DCB Bank
The market was not too enthused with the Q4FY14 performance of DCB Bank. On face value, the numbers look good- after all the bank has managed to bring down its Gross NPA from 2.77% to 1.69% (QoQ) but this was mainly on account of write-offs and some recoveries. It restructured loans to the tune of Rs.70 crore for FY14 of which Rs.35 crore was in Q4 alone. But the market is more perturbed with its corporate sector, which accounts for 25% of its loan book, where another 17% is suspect – slippages are expected in the coming months. Yet, it looks like the Bank is treading with extreme caution as its fresh addition to bad loans during the quarter was less than 1.5%. Its total stressed assets account for around 2.5% of total advances.

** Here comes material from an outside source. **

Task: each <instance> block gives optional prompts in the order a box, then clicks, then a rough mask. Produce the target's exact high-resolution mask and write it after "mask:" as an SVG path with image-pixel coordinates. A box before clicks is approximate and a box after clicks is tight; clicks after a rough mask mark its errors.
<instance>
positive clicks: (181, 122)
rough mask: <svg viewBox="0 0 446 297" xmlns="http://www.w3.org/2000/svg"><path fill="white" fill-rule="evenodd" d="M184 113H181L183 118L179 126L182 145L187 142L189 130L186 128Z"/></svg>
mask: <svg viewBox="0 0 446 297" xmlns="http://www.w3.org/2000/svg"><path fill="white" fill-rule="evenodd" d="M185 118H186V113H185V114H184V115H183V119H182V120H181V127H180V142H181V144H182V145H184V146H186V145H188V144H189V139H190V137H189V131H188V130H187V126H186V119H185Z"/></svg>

Its net profit for the quarter rose 15% (YoY) at Rs.391 crore and NIM rose to 3.59% v/s 3.52% (YoY). Its cost-to-income ratio has also come down from 63.44% to 62.43% (QoQ). Provisions have gone up from Rs.10 crore to Rs.11 crore (QoQ). CASA ratio for the quarter is at 25% v/s 27.26% (YoY) and provision coverage ratio has come down – 80.54% from 85.71% (YoY). Deposits grew 8% while loans rose 11%. The Bank plans to increase its asset book by 23-25% and double the balance sheet over next three years.